The first seventy-seven of 215 enquiries were screened resulting in randomisation of sixty-six subjects, using a computer-generated sequence using random permuted blocks (Fig. 1). All the subjects, but not dietitians were blinded to their randomisation status within the trial. The subjects attended the study centre for a total of five times. Visits included collection of background dietary data using a validated diet history interview(Reference Martin, Tapsell and Denmeade17) and instruction on completion of a 3-d weighed food record, collection of fasting blood samples at baseline together with dietary education, two follow-up dietary visits and collection of fasting blood samples at 3 months. All the subjects had their height, weight and waist circumference recorded at each visit to the centre. The subjects were also contacted by telephone on one occasion in between the monthly visits to provide dietary review and support. Visual analogue scales (VAS) related to appetite(Reference Flint, Raben and Blundell18), food records and the Baecke Physical Activity Questionnaire(Reference Baecke, Burema and Frijters19) were all completed at baseline, half-way through the study and within the final week of the study. For the VAS, the subjects recorded their feelings on individual forms at six different time points throughout the day: immediately before each of the three main meals and 2 h after each of these meals. Markings by participants were measured in millimetres. All nutritional analysis was performed using FoodWorks 2007, version 5 (Xyris Software, Brisbane, QLD, Australia) with nutrient contents of study foods added as required.
Dietary intervention
A basal metabolic requirement for energy was calculated for each subject using the Schofield equation using BMI equal to 25 kg/m2. A low activity factor (1·3) was chosen to estimate energy requirements and then 2000 kJ was subtracted from this level to a calculated weight loss of 0·5 kg/week. Intervention diets were designed to control for all macronutrients with the only variation in total fibre, primarily β-glucan such that a typical diet, as described in Table 1 only varied in the trial products given. Product development for cold and hot cereals as well as additional snack items took place in a pilot processing plant by qualified cereal food technologists. The source of β-glucan was a commercially available oat bran with 22 % β-glucan. The subjects were instructed to eat the cereal provided at breakfast (ready-to-eat (RTE) cereal or porridge) and two snack items at afternoon tea (choice of two muesli bars, two cereal snack packs or one muesli bar and one cereal snack pack). Product consumption was evaluated for overall satisfaction, and positive and negative symptoms were observed using questionnaires at the completion of the study.
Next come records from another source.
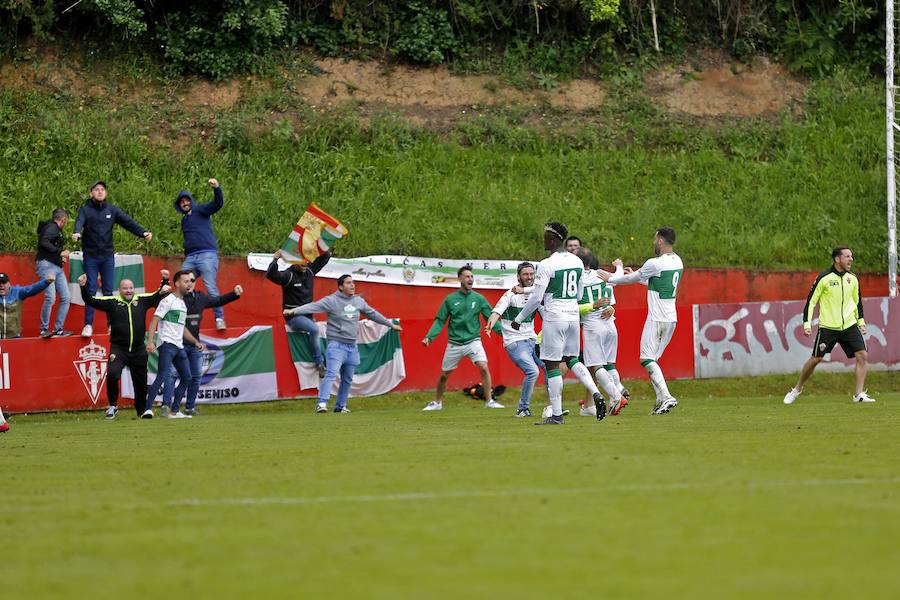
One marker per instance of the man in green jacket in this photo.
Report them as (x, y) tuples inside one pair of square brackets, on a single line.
[(836, 291), (464, 310)]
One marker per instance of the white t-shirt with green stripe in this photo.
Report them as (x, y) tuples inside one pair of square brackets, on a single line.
[(661, 275), (508, 307), (172, 314), (561, 273)]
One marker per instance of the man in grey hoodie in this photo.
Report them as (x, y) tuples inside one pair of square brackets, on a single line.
[(341, 354)]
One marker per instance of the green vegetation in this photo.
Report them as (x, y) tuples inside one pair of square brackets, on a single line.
[(732, 495), (563, 37), (770, 192)]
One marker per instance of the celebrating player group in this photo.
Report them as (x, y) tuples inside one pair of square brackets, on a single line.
[(571, 294)]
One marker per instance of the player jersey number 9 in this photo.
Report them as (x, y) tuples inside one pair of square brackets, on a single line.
[(666, 284)]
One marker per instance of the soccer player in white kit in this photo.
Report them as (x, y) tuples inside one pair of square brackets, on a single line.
[(519, 343), (598, 329), (558, 287), (662, 275)]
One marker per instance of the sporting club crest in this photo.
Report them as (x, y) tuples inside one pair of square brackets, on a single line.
[(92, 369)]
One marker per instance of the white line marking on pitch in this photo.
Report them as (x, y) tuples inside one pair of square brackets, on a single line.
[(450, 495), (17, 507)]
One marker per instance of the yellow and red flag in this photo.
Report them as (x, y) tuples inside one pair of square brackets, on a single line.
[(313, 235)]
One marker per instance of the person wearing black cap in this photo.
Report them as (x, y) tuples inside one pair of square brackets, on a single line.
[(94, 227), (11, 297), (201, 248)]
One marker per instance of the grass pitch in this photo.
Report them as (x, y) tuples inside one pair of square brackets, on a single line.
[(732, 495)]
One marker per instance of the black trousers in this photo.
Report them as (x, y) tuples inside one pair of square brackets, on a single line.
[(136, 362)]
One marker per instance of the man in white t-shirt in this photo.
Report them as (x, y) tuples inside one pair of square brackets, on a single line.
[(168, 321), (519, 343), (558, 287), (662, 276)]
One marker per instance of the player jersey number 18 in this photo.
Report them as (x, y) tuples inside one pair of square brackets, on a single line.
[(566, 284)]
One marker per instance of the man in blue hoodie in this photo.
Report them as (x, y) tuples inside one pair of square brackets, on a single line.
[(51, 255), (93, 227), (201, 249)]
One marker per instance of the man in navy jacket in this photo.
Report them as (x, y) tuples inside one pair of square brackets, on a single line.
[(93, 227), (201, 249)]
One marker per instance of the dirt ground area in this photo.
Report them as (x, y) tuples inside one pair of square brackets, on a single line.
[(714, 86)]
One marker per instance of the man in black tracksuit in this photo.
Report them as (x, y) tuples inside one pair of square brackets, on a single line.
[(296, 290), (127, 314), (94, 227), (195, 302)]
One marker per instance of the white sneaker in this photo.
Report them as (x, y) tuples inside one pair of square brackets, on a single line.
[(665, 406), (792, 395), (863, 397)]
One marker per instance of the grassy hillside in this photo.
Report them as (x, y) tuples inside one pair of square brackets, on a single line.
[(767, 192)]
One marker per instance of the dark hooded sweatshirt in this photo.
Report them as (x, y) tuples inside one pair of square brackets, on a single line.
[(94, 223), (50, 242), (197, 226)]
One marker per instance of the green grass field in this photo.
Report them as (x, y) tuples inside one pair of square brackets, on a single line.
[(733, 495)]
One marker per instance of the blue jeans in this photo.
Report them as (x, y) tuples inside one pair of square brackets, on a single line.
[(190, 385), (307, 325), (106, 268), (206, 264), (46, 268), (169, 355), (340, 358), (524, 355)]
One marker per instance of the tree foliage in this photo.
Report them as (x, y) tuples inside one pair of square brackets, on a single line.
[(218, 39)]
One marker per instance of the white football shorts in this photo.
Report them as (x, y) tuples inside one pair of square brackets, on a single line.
[(655, 337), (453, 354)]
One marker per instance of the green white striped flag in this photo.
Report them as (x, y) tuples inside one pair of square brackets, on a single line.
[(381, 366), (238, 369), (128, 266)]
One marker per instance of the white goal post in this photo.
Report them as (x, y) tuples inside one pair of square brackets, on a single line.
[(891, 126)]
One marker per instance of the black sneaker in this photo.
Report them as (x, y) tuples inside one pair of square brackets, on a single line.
[(552, 421), (600, 404)]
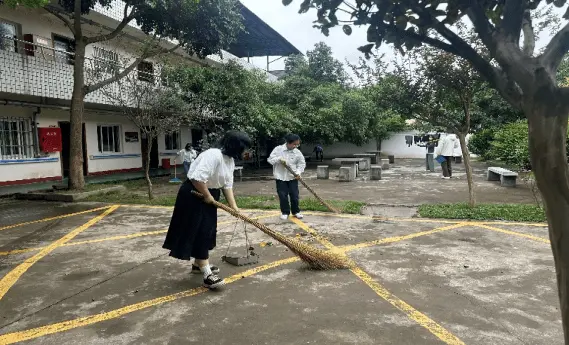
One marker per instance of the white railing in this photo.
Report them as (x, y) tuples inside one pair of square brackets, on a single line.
[(32, 69)]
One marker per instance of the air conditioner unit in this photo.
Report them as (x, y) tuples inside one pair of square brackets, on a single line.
[(39, 46)]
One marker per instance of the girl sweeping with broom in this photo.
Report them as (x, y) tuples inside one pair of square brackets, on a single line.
[(193, 227)]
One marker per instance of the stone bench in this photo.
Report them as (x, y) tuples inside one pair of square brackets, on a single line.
[(375, 172), (377, 155), (239, 170), (372, 157), (322, 172), (363, 163), (346, 174), (506, 177)]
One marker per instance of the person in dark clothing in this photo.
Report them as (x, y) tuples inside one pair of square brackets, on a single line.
[(193, 227), (319, 152)]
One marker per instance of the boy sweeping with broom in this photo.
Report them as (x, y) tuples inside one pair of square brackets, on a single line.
[(287, 183)]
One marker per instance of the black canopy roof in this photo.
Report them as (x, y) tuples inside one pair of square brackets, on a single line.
[(259, 39)]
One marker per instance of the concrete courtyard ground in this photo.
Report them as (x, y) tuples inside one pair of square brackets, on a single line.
[(89, 275)]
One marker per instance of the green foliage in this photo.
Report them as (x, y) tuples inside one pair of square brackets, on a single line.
[(510, 145), (507, 212), (481, 143)]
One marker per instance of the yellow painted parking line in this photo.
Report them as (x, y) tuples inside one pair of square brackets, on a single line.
[(402, 238), (172, 207), (514, 233), (311, 231), (34, 333), (412, 313), (12, 277), (116, 238), (54, 218)]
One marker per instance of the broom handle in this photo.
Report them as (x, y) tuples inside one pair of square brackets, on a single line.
[(279, 237), (330, 207)]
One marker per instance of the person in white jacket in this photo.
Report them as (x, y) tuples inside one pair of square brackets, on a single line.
[(188, 156), (446, 149), (287, 184)]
tsp, tea spoon; tbsp, table spoon.
Products were tested for molecular weight, solubility, viscosity and both soluble and total β-glucan using methods described by Tosh et al. (Reference Tosh, Brummer and Wolever20). The amount of β-glucan in the control products was negligible ( < 0·2 g/serving). β-Glucan contents of the products, including soluble β-glucan are included in Table 2. The β-glucan in the RTE cereal and snack products had a higher solubility than the other products, with solubility improved by extrusion (porridges not extruded). The molecular weight of β-glucan extracted from all of the products showed only limited decreases due to effects of processing; highest where there was least processing (muesli bars and porridge) and lower in the extruded products (RTE cereal and cereal snack). The cereal and porridge samples with lower β-glucan contents (MBG samples) produced lower viscosity extracts (Table 2). The viscosity profiles of the HBG muesli bar and the HBG porridge had extracts with very similar viscosity profiles despite their differences in total β-glucan content. This is due to the greater solubility of the β-glucan in the muesli bar. The HBG RTE cereal had the greatest viscosity due to its high β-glucan and high solubility. All of the intervention products showed physico-chemical characteristics which would be expected to produce bioactivity. These products should have increased viscosity in the upper digestive tract which should modify the digestion and absorption rates of the nutrients.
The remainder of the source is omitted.